Tennessee cancels football scrimmage with players out due to positive COVID-19 tests, contact tracing
Tennessee was slated to have a scrimmage on Saturday but settled for a regular practice instead. Why? Because the Vols didn’t have enough players. Coach Jeremy Pruitt said on Saturday that 44 players were out with many of those due to either positive COVID-19 tests or contact tracing. The Volunteers only had 30 offensive players available.
Pruitt said that, of those 44 players who sat out, only “seven or eight” were due to positive tests., though there were a couple dozen more in quarantine.
“All of those guys are not COVID related,” he said. “Some of those guys, whether it’s soft tissue injury or [other injuries], you know Austin Pope has got his back [injury]. We’ve done surgery on Tamarion McDonald. Len’Neth Whitehead is a guy that still is recovering from his surgery, so I don’t know the exact number as far as COVID related, but I think it’s close to 27 or 28 when you talk about quarantine people also.”
NCAA guidelines regarding COVID-19 say that players who test positive must sit for 10 days and have three days without symptoms before returning to action. Players who have been determined to have “high-risk” contact with players who test positive are required to sit for 14 days. “High-risk” contact is defined as being within 6 feet of somebody who tests positive for 15 or more minutes without face covering.

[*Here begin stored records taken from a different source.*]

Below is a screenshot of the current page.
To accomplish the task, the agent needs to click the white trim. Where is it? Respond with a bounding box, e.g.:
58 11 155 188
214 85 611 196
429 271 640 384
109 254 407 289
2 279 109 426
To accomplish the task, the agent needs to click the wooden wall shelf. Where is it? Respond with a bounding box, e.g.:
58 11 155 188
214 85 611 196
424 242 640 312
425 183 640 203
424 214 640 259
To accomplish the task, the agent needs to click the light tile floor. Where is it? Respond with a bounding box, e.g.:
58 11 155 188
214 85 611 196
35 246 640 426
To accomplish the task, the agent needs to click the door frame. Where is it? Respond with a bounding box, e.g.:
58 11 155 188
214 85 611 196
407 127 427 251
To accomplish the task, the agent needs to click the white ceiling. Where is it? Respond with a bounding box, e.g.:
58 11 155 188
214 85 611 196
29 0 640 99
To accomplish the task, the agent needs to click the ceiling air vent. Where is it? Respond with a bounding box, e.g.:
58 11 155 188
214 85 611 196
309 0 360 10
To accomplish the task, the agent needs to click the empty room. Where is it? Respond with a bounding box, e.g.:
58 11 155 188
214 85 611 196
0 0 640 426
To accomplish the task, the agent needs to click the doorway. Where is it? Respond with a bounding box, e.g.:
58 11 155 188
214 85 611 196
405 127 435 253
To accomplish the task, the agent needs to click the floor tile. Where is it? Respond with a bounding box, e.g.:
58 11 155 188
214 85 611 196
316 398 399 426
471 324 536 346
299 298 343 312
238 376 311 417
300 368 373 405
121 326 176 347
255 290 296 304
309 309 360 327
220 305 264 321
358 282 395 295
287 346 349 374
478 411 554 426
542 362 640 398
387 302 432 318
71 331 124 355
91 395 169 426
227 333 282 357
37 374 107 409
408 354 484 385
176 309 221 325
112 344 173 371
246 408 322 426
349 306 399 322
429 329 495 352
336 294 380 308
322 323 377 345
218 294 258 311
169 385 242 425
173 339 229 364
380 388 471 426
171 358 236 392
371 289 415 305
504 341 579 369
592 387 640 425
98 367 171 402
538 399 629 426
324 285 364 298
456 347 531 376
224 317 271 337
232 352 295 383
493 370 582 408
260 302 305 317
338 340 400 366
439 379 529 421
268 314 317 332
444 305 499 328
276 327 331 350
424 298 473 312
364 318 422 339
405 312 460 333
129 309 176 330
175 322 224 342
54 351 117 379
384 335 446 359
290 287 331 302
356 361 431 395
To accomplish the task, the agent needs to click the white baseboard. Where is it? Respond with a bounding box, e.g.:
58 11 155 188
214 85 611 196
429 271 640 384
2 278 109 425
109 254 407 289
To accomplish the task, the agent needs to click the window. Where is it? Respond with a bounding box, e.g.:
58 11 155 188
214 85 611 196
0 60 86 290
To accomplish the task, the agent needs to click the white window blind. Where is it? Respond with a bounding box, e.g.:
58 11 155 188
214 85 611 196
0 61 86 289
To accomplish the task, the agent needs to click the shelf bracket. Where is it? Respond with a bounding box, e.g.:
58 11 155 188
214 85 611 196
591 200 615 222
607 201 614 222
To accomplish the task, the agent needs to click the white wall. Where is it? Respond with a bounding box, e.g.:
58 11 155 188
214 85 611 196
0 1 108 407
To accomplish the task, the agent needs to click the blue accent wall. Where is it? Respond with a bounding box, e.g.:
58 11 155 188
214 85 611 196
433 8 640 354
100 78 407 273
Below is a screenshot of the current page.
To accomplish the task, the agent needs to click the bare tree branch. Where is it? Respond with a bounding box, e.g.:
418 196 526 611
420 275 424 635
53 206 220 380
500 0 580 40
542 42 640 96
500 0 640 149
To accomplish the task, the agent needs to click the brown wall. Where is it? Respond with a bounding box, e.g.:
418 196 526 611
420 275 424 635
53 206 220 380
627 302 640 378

Pruitt did not specify the players who sat out due to COVID-19 or how long they will be in quarantine, and it is unclear when Tennessee will be able to field a full team. It does have time, though, before the Vols will travel to South Carolina on Sept. 26 to open the season. When the time comes to kick things off, Pruitt doesn’t know how many players he will need to have available for the game against the Gamecocks.
“To me, it’s first off, the safety of the kids,” he said. “When you start reducing the numbers and start getting the workload that comes in preparation, these guys are not professionals. They need to work on fundamentals and the details. They need to learn how to play because you’ve got guys that maybe have been in the program for four years, and you have guys that just got here. When you start lining them up beside each other, a guy goes the wrong way, that’s when you get guys hurt. So, we really tried to take advantage of our walk-throughs to teach the guys so we can eliminate mental errors.”
Tennessee is the latest school to deal with significant personnel issues related to COVID-19 testing. Auburn had 16 players out of commission and didn’t practice last week due to positive tests and contact tracing. Coach Gus Malzahn said on Saturday that it recorded zero positive tests during two testing sessions this week. LSU had all but four offensive linemen available to practice late last month due to the same issue.